Câmi’de soğan, sarmısak gibi fenâ kokulu şeyleri yiyene
[sigara içene] mâni’ olmalıdır. Kasabları, balıkcıları, ciğercileri, yağcıları,
üzerleri pis ise ve pis kokarsa ve üzeri pis kokanları ve cemâ’ati dili ile
incitenleri, câmi’den çıkarmalıdır. İlâc olarak kokulu şey özr ile veyâ
unutarak yiyen, cemâ’ate gelmez. Ma’zûr olur. Pis koku insanlara ve meleklere
eziyyet verir.
20 - Câmi’de, alış veriş
olan her akd [sözleşme] mekrûhdur. Nikâh yapmak
ise müstehabdır.
21
- İbâdet
etmeyip, câmi’de dünyâ kelâmı ile meşgûl olmak tahrîmen
mekrûhdur. Ateş odunu yiyip bitirdiği gibi, câmi’de dünyâ kelâmı
konuşmak da, insanın sevâblarını giderir. İbâdetden sonra, mubâh olan şeyleri,
hafîf sesle konuşmak câizdir. İslâmiyyetin beğenmediği şeyleri konuşmak, her
zemân câiz değildir.
22 - Câmi’de kendine muayyen yer ayırmak mekrûhdur. Fekat, dışarı çıkarken, kimse oturmasın
diye, yerine ceketini bırakırsa, gelince oraya tekrâr oturabilir. Umûmi
yerlerde, Minâda, Arafâtda, [vapurda, otobüslerde de] böyledir. Ya’nî oturmağı
âdet etdiği yere başkası oturmuş ise, kaldıramaz. Kendine, ihtiyâcından fazla
yer ayırırsa, fazlasını başkası alabilir. Bu yerin fazlasını, iki kişi ister-
se,
hangisine verirse, o oturur. İkisi de istemeden, bu fazla yere biri oturursa,
bundan alıp ikincisine veremez. Fekat, burayı, onun emri ile, onun için
ayırdım, kendim için ayırmadım diye yemîn ederse, kaldırabilir. Satıcıların
pazar yerinde yerleşdikleri yer de böyle olup, önce geleni sonra gelen yerinden
kaldıramaz.
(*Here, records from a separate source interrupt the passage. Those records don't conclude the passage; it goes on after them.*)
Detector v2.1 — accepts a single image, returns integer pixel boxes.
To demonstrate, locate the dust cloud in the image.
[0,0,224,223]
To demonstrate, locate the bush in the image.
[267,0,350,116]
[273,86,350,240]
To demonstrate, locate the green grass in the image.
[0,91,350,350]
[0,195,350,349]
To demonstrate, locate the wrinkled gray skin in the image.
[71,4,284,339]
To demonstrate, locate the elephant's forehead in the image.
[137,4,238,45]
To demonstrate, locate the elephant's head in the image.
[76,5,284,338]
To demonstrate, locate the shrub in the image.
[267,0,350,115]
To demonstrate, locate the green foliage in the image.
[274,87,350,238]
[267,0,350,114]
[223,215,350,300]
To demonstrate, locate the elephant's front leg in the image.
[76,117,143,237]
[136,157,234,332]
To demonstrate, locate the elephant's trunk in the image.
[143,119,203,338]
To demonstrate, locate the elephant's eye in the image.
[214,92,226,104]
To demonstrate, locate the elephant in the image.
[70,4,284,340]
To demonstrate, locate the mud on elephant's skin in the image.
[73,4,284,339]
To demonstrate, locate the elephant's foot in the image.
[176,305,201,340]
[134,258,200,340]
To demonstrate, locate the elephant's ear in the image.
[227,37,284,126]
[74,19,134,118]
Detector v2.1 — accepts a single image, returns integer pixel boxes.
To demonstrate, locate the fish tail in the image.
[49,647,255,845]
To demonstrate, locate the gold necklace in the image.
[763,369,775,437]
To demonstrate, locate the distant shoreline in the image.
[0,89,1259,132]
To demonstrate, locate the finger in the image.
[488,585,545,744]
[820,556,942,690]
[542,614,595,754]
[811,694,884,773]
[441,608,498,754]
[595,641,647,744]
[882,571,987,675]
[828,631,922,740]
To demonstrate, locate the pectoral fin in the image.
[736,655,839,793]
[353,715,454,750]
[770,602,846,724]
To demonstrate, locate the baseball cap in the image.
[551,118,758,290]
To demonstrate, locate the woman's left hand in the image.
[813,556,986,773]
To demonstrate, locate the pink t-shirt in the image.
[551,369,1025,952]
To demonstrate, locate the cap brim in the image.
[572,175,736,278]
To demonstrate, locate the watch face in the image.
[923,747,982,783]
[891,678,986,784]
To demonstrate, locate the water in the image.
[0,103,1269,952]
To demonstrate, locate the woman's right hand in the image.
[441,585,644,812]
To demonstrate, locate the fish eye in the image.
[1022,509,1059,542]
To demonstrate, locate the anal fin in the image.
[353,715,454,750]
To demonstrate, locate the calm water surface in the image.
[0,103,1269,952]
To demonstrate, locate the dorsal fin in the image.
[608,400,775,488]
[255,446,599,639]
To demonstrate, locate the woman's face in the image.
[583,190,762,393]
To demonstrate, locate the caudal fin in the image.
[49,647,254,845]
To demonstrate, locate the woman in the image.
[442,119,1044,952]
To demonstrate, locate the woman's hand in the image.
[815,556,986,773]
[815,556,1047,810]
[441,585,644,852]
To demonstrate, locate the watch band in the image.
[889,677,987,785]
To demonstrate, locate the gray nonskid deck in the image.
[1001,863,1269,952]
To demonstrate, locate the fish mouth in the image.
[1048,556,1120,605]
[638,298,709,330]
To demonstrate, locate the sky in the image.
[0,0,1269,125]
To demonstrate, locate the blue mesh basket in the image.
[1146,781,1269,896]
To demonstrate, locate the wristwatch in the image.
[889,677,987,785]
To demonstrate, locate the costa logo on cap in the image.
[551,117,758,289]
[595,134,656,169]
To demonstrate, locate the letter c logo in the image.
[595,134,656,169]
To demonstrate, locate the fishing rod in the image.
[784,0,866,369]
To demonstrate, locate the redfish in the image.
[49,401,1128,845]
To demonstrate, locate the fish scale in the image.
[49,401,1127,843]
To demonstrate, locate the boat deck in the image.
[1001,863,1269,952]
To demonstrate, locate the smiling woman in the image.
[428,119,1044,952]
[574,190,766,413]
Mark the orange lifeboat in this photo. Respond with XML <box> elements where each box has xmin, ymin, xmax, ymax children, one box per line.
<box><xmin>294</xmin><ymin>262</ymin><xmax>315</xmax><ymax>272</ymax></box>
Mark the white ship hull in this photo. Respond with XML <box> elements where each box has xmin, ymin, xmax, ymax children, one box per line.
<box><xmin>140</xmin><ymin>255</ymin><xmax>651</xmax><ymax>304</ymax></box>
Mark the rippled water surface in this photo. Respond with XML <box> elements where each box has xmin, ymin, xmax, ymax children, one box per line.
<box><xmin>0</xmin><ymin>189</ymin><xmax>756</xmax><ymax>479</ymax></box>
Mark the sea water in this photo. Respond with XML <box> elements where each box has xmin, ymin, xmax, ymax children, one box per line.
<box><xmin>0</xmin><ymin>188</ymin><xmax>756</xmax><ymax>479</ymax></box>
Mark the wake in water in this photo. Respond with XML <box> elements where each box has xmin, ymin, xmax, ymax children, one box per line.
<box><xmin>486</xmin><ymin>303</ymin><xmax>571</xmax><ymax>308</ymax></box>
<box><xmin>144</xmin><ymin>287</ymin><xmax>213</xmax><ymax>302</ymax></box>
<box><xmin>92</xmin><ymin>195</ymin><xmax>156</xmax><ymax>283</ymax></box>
Bütün bu umûmî yerlerde, ilk oturan, herkese zararlı olmuş ise,
kaldırılabilir.
Nemâz kılanlar sıkışıyorsa, kılmıyanları kaldırabilirler.
Mahalle mescidi dar geliyor ise, o mahalleden olmıyanları,
dışarı çıkarabilirler.
Mahalle câmi’inin gelirini toplaması, ta’mîrini,
masraflarını idâre etmesi için, mahalle halkının bir (Mütevellî) ta’yîn etmesi
câizdir [ve lâzımdır].
Câmi’in bir tarafında hâfız Kur’ân-ı
kerîm okuyor, bir tarafda da Ehl-i sünnet
olan sâlih bir kimse va’z veriyor ise, va’z dinlemek efdaldir. [Hele hâfız
fâsık ise, tegannî ile okuyorsa, dinlemek câiz değildir.
Câmi’, kubbesi, minâresi olan binâ demek değildir. İçinde, hergün beş kerre,
cemâ’at ile nemâz kılınan binâ demekdir. Nemâzdan evvel veyâ sonra, bu cemâ’ate
va’z vermek de câizdir. Va’z, Ehl-i sünnet
i’tikâdında olan bir zâtın, Ehl-i sünnet
âlimlerinden birisinin bir kitâbına bakarak okuduğu veyâ ezberden söylediği bir
sözünü açıklaması demekdir. Mezhebsizlerin, ingiliz câsûslarının ve
misyonerlerin konuşmalarına va’z denmez, nutuk ve konferans vermek denir.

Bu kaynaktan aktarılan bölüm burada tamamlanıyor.